In a recent publication by David Veesler at the University of Washington, 90% of the neutralizing activity in SARS-CoV-2 exposed individuals targets the RBD. What’s particularly interesting is that in the Cell paper, when the RBD is used alone, there’s no neutralizing antibody response. This is likely why most other companies aren’t using this antigen. But when you put the RBD on the VLP, you get a really incredible immune response. Our VLP technology really transforms the usability of the RBD antigen, which appears superior to the spike protein in this paper.

 

GD: How does IVX-411 compare to the mRNA vaccines that are making the headlines now?

AS: The mRNA vaccines are incredible and their developers are using new technologies that are fast, from a development perspective. But, the most well-known of those vaccines use the spike protein as the antigen, not the RBD portion that we use. In the Cell paper, IVX-411 has 10-fold improvement in neutralizing activity with an approximate 5- to 6-fold lower dosage compared to the spike protein alone.

 

GD: How do you plan to use the new funding from the Bill and Melinda Gates Foundation and Open Philanthropy?

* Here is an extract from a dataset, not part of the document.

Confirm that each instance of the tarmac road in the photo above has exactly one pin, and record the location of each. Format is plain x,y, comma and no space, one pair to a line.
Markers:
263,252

AS: The Bill and Melinda Gates foundation provided a $10 million grant to support the company’s COVID-19 vaccine program through the first in human Phase 1 trial in older adults, and Open Philanthropy provided $6.5 million to support development of the company’s vaccine platform technology and COVID-19 vaccine candidate. We want to help make sure that IVX-411 is ultimately available globally to help with this pandemic.

Our near term goal is to translate the preclinical results in the Cell paper into humans, with a special focus on adults age 65 and older. Our older adults focus is because 75% of deaths attributed to COVID-19 in the U.S. are in that age group.